Bolaos, « calme-toi »

Au-delà de la décision du parlementaire populaire, que son parti impute à une panne informatique, la polémique entourant la session plénière de ce jeudi pointe du doigt les deux députés UPN, Sergio Sayas Oui Carlos García Adaneropour avoir sauté la discipline électorale et rejeté le décret.

Flix Bolaos était l’une des principales personnes chargées de lier le soutien pour obtenir la majorité pour la réforme du travail grâce à une arithmétique alternative. Il s’est toutefois dit « serein » malgré le fait que les députés navarrais, à qui la direction de l’UPN a demandé de remettre le procès-verbal, ont voté contre les critères dictés par leur formation.

« Ma responsabilité est de parler à tout le monde. Je tiens pour acquis que lorsqu’il y aura un accord, il sera respecté », a déclaré le ministre de la Présidence, qui, critique à l’égard de Sayas et d’Adanero, a déclaré qu’il pensait qu’ils étaient « des gens qui tiennent parole et qui sont honnêtes.
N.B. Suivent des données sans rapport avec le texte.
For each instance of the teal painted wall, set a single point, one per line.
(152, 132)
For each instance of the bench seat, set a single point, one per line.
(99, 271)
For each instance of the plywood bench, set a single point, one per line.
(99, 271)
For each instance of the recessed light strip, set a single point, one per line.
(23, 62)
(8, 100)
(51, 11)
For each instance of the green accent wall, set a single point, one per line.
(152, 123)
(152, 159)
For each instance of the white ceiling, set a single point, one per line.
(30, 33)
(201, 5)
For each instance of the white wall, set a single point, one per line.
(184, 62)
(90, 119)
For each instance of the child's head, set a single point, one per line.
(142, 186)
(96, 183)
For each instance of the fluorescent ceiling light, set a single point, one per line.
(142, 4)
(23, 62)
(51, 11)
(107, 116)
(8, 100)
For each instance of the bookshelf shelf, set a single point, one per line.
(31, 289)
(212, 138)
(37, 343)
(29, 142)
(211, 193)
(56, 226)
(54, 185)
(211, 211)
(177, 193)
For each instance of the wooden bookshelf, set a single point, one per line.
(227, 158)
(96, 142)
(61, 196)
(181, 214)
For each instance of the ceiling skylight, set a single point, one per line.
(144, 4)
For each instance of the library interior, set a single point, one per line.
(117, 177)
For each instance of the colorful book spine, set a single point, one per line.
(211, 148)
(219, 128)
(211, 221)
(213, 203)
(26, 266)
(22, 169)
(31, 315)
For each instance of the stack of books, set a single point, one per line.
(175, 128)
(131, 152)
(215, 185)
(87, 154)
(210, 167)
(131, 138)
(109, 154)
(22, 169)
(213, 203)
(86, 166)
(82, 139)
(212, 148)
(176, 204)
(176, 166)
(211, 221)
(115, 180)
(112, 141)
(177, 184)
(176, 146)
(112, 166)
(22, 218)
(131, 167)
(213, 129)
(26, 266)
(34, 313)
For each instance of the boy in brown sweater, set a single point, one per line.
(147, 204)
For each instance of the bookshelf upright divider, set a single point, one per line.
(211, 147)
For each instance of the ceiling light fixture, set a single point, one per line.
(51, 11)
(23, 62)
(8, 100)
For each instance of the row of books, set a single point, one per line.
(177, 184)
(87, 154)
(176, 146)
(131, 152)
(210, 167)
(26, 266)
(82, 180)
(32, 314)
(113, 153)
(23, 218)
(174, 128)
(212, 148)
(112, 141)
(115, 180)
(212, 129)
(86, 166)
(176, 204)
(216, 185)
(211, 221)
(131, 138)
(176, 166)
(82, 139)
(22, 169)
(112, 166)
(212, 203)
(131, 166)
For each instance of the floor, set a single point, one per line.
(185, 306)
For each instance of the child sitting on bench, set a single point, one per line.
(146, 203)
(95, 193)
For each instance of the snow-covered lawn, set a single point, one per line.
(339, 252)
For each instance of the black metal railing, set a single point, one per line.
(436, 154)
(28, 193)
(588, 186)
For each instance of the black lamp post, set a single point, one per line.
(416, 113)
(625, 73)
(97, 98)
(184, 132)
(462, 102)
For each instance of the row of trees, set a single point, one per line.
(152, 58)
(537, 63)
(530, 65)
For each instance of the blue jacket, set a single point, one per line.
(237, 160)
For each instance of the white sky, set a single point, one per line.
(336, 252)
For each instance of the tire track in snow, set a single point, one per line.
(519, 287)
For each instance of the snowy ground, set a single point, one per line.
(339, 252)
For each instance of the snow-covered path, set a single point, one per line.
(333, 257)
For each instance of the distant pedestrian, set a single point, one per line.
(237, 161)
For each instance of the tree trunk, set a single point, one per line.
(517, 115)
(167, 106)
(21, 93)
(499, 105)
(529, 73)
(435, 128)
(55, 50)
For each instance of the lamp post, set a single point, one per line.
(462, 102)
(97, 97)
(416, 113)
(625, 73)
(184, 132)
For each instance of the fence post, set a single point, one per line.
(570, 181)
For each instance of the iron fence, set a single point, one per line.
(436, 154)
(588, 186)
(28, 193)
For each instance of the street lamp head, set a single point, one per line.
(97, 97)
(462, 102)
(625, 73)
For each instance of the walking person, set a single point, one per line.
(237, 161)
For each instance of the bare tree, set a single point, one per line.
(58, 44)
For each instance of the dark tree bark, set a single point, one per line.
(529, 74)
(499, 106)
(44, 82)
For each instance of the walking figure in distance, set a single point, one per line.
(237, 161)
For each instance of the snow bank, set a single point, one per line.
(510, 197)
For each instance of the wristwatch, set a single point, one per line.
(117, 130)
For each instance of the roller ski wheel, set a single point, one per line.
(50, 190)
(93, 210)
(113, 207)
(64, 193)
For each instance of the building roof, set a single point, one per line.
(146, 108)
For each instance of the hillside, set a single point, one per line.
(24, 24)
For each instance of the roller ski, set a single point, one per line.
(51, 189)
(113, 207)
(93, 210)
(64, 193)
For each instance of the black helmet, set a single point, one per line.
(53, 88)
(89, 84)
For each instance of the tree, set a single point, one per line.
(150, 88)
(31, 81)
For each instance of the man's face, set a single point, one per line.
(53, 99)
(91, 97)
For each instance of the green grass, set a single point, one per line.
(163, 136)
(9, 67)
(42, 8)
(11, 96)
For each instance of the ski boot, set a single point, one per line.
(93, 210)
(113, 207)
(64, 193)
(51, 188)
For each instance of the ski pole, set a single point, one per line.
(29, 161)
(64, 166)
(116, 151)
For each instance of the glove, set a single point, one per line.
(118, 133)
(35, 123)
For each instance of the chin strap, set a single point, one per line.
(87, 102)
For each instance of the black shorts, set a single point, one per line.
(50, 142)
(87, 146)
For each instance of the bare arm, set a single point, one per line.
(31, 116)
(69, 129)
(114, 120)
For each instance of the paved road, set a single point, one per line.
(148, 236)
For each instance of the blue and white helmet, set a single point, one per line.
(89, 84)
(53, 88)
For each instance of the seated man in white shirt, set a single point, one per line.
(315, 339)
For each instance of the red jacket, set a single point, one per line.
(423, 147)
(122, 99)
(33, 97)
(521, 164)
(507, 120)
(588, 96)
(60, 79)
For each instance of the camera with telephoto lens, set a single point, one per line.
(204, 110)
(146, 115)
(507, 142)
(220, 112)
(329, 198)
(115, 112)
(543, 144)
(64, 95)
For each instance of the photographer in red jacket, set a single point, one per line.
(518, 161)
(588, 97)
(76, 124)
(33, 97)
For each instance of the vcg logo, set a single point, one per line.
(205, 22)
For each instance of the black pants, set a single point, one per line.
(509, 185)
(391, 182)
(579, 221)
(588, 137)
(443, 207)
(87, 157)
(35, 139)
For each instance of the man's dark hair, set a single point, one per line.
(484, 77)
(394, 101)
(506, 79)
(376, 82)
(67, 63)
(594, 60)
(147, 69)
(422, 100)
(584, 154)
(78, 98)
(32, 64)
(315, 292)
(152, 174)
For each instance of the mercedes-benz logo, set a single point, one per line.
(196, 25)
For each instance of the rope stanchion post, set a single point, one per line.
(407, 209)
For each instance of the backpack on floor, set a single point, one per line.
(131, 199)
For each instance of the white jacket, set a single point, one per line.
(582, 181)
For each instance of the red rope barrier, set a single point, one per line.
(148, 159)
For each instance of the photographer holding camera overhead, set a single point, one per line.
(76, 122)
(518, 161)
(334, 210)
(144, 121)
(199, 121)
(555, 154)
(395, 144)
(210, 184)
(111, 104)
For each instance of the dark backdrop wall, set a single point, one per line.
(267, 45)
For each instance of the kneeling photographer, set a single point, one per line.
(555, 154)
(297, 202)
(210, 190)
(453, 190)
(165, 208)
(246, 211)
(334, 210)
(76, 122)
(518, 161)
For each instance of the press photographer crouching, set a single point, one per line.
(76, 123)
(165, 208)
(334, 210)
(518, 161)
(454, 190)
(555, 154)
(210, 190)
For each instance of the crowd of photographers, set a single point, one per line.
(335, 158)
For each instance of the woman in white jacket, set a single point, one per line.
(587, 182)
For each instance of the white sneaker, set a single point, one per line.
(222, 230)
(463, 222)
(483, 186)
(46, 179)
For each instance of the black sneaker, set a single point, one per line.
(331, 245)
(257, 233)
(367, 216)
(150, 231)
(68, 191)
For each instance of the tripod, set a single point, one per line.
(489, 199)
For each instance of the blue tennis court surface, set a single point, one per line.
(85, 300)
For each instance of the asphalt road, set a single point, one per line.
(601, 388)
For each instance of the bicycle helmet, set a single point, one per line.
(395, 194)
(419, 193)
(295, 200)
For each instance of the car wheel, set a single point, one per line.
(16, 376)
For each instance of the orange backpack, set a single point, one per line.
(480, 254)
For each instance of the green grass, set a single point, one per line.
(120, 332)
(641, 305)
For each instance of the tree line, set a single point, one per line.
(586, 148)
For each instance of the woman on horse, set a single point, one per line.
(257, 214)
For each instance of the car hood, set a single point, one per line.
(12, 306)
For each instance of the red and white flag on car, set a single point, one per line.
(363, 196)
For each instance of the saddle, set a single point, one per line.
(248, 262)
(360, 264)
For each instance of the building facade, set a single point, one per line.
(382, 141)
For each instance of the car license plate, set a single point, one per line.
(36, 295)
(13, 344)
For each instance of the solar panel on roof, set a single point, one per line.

Ceux qui n’étaient pas si calmes, a déclaré Bolaos, étaient les députés du bloc d’investiture qui se sont opposés hier à la validation de l’arrêté royal, parmi lesquels un visage « livide » a été vu lors des premiers moments de confusion auxquels le banc de droite croyait et célébré que la réforme proposée par l’exécutif avait été abrogée.

Dans le même ordre d’idées, la ministre de la Transition écologique, Teresa Ribera, s’est également exprimée, se disant « surprise » que des formations comme ERC, « une référence pour la gauche catalane », rejettent le « changement transcendantal » pour les travailleurs que cela implique. le remodelage mené par le PSOE et United We Can.